The text states “I do not know how I could bear the sight Of my father, when I came to the house of Death, Or of my mother: for I have sinned against them both…” (73). This shows that Oedipus realizes the extent of what he has done and how he cannot bear to be alive now that he knows who he is. He would rather accept death but even that too is not enough of a punishment, he believes, for what he has committed.
He then comes to the conclusion that he must leave to preserve any dignity his daughters have left. He states “ Your father killed His father ; sowed the womb of her who bore him … “ showing that he has come to fully realize who he is and the effects this will have not only on him but his children as well (78). He then leaves Thebes, the man who was once a king runs away from his his home as a shamed man.

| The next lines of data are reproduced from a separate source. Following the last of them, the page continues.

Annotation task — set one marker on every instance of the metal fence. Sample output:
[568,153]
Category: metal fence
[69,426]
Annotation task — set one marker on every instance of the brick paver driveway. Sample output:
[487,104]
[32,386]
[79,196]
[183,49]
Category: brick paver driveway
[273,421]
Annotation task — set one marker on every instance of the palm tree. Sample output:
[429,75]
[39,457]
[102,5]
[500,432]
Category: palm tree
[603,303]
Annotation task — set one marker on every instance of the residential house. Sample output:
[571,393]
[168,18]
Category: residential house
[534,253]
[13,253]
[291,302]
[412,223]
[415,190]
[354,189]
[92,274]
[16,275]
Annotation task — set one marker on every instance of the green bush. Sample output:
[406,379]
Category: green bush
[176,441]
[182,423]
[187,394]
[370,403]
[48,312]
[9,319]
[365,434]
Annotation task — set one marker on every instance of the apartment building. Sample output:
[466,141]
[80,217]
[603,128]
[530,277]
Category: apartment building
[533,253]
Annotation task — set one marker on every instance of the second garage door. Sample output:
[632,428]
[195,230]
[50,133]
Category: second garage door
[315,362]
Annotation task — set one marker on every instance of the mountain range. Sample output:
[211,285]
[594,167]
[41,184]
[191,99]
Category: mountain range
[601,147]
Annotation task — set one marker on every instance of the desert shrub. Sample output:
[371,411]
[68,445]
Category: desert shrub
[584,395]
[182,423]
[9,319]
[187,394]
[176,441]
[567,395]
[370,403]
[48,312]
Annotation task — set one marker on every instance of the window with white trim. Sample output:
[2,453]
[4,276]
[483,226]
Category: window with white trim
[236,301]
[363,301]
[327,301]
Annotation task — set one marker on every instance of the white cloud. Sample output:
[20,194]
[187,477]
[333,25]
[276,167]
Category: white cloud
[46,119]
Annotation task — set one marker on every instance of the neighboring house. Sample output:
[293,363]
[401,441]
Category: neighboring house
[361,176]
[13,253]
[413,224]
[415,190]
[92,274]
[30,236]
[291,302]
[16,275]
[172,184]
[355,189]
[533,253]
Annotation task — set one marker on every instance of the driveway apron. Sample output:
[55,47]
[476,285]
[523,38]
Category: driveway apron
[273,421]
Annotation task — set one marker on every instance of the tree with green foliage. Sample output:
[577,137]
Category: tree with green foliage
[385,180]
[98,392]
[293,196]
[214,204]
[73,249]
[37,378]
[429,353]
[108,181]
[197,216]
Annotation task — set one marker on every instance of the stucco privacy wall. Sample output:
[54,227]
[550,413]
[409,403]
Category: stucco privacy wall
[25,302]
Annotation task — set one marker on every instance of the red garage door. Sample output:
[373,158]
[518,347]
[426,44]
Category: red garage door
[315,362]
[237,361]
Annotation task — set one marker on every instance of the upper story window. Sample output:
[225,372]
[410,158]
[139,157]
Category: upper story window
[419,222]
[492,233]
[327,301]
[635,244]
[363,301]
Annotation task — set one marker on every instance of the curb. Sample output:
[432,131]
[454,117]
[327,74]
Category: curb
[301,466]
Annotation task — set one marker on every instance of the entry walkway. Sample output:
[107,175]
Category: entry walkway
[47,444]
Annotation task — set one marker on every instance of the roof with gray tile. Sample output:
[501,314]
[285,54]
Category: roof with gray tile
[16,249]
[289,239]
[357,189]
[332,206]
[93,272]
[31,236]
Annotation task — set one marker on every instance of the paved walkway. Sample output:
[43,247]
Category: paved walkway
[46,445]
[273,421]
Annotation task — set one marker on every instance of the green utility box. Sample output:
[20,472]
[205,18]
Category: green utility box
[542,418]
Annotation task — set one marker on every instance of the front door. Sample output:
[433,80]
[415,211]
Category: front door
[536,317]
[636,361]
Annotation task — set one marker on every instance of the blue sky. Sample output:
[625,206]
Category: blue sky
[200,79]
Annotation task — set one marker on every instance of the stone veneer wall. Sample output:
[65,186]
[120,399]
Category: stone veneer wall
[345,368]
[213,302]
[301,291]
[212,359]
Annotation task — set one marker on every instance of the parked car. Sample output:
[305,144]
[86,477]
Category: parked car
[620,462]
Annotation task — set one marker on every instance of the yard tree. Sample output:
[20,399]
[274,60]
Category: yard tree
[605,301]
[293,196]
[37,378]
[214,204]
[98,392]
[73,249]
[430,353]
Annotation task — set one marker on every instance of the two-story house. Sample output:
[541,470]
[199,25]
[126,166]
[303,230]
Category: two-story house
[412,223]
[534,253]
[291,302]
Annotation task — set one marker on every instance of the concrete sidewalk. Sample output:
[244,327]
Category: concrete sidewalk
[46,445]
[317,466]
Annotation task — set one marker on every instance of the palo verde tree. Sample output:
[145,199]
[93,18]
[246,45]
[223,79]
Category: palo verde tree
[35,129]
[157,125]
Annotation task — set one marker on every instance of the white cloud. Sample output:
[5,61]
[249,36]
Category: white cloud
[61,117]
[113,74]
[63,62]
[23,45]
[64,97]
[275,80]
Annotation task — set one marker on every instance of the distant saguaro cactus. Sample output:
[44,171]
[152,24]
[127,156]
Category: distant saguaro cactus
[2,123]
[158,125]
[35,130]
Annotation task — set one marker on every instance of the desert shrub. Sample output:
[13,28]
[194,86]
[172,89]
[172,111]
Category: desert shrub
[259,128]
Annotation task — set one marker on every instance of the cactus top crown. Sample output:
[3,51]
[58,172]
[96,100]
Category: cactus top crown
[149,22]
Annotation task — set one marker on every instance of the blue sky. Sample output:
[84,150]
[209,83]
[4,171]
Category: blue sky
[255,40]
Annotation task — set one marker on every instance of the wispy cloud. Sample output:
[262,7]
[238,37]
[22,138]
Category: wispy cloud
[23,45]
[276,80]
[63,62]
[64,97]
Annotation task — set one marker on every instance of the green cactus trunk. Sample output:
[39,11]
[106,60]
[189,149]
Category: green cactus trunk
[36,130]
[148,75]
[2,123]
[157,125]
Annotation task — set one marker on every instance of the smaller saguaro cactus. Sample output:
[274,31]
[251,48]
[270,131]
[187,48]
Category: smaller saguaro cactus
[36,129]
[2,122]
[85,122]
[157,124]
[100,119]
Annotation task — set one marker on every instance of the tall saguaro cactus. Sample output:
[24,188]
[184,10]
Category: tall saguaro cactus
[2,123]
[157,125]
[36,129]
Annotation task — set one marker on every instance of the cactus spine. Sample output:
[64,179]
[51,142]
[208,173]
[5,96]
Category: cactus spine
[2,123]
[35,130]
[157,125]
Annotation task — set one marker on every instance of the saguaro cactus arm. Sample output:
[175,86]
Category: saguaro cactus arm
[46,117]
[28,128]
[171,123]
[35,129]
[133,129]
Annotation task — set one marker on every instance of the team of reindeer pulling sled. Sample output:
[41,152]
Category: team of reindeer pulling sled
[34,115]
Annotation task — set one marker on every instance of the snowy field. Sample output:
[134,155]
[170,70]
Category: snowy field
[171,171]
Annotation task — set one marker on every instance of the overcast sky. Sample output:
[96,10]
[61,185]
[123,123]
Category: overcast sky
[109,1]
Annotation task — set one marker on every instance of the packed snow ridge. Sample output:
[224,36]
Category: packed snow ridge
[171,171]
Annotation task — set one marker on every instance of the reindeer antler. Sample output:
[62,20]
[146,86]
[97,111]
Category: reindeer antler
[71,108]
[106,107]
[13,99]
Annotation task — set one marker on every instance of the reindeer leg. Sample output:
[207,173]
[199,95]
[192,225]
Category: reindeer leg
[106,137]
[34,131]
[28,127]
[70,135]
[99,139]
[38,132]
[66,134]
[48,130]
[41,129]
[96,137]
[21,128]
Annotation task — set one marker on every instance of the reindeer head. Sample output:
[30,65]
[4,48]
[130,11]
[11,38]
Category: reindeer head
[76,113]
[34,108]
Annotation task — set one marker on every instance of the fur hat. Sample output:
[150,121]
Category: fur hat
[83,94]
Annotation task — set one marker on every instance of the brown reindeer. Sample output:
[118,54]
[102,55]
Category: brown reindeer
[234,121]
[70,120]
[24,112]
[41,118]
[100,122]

In the case of Oedipus, suffering represents a type of clarity, although it is not one he wants, he needed to suffer and continues to suffer in order to know who he truly is. He had to kill his own father and watch his own mother commit suicide to learn who they really were.
For Oedipus the only truth in his life was received through suffering and therefore to the Greek suffering is viewed as a gateway to knowing oneself because pain is what allows us to look at ourselves more closely and this is what happened in the case of Oedipus.